The Energy Efficiency Indicator (EEI) survey includes CEOs, CFOs, real estate leaders, and facility managers from organizations ranging from small businesses to global corporations across a variety of industry sectors. The respondent profile within China includes:
The survey was completed by a total of 321 respondents in China.
The respondents included c-level executives (17%), vice presidents and general managers (36%), and facility managers (44%).
Respondents manage facilities and energy use in a variety of industries including, but not limited to, manufacturing (40%), construction (20%), IT and telecommunications (10%), real estate (4%), transportation (3%), government (3%), and service (3%).
Respondents in China come from organizations of varying sizes. The majority come from organizations with between 100 and 9,999 employees (83%).

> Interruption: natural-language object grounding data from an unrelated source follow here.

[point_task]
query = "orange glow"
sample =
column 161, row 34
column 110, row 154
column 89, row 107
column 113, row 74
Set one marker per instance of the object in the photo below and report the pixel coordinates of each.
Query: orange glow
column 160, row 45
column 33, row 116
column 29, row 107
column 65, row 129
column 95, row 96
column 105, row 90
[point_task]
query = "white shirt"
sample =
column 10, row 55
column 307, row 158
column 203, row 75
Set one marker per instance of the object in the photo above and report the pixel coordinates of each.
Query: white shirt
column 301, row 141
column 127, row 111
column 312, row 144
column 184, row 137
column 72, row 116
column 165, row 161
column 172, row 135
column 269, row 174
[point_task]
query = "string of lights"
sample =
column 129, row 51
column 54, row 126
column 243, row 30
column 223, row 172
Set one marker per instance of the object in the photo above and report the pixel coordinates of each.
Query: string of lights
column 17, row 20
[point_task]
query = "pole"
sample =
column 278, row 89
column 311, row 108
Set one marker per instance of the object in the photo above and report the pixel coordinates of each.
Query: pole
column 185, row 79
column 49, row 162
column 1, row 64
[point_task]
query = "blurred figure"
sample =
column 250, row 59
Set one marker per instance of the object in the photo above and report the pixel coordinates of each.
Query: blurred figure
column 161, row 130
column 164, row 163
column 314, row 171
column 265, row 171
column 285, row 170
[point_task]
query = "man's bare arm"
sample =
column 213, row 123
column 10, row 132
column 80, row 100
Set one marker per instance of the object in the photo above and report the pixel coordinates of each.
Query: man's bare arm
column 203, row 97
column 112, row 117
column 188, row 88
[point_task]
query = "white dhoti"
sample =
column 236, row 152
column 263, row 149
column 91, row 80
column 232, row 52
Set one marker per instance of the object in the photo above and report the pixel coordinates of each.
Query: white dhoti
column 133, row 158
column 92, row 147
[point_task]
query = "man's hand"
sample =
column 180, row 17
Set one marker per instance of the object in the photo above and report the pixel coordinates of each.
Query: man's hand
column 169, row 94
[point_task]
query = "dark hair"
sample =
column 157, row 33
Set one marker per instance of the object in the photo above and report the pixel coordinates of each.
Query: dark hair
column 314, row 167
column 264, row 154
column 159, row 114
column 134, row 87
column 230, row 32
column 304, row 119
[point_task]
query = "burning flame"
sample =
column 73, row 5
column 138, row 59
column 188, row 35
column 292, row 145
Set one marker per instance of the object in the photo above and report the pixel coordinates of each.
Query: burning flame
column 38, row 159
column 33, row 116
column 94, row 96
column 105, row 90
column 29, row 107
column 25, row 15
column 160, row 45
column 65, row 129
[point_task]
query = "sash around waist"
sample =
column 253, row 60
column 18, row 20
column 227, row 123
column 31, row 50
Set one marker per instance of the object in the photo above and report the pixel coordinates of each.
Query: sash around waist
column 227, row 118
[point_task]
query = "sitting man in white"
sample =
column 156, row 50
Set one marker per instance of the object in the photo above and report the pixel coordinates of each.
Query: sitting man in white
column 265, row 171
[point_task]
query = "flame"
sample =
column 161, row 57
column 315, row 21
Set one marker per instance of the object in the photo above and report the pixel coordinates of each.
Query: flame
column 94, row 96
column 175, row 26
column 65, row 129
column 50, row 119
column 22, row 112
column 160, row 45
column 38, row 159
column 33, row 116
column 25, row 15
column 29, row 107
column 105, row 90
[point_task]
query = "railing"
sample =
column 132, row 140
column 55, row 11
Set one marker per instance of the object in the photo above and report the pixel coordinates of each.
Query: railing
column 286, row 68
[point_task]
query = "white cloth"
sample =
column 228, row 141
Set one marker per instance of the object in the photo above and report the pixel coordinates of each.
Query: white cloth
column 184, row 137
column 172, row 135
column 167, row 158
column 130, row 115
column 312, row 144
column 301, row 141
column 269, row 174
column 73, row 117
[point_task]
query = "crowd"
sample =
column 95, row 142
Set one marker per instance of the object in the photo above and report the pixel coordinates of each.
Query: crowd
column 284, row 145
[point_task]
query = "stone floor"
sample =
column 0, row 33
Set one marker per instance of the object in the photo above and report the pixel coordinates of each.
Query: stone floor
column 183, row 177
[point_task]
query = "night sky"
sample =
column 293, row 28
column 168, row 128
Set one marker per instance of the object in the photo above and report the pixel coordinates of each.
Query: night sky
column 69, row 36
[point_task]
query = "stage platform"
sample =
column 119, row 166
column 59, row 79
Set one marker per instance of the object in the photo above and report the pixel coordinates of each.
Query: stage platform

The annual survey examines the attitudes, priorities, practices, and investment plans related to energy management among these decision-makers.
Summary of the 2010 China EEI Findings
Energy efficiency is a strong and rising business priority
Decision-makers say that energy efficiency is rising in importance. Ninety percent of respondents in China say they are paying more attention to energy efficiency now than they were in 2009. In addition, 95% indicate that energy efficiency is a priority in planned new construction and retrofit projects.
As depicted in Figure 1, energy management is considered very important across China. Eighty percent of those surveyed in China consider energy management very or extremely important. This is significantly higher than in the U.S. (53%) and Europe (55%), and only slightly less than India (85%). Thus, respondents from China are more likely to consider energy management important compared with those in Europe and the United States.
Figure 1. Importance of Energy Management, by Global Region
Cost savings, greenhouse gas reduction, and public image are strong motivators
Cost savings is the most important driver for energy efficiency investment in China, considered very or extremely significant to over 85% of decision makers in China and considered at least somewhat significant to 99%. Other motivating factors include reducing greenhouse gas emissions (96%), enhancing public image (96%), and attracting or retaining customers who prefer green, energy efficient suppliers (93%). Notably, reducing greenhouse gas emissions is a much larger driver of energy efficiency investment in China than in North America (62%).
Figure 2. Motivating factors for energy efficiency
Executives believe energy prices will climb in 2010
It’s not surprising that energy cost savings is such a strong motivator. Nearly 88% of respondents expect energy prices to climb in China during 2010. This strong expectation of price increases is consistent across most industries, with the exception of finance where only 50% of respondents feel that energy prices will rise. On average, Chinese respondents anticipate a 12% increase in energy prices over the next twelve months, higher than both North America (7%) and Europe (8%).
Energy and climate regulation is expected
Nearly all of Chinese decision-makers (97%) believe legislation mandating energy efficiency and/or carbon reduction is likely within the next two years. More than eighty percent of respondents believe such legislation is very or extremely likely.
Figure 3. Expectations for Climate/Energy Legislation, by Region
While decision-makers expect energy and climate legislation, do they welcome it? Thirty-six percent of Chinese respondents view climate change legislation equally as both a risk and a business growth opportunity. Forty-one percent view climate legislation as more of a risk, while 22% view it as more of an opportunity.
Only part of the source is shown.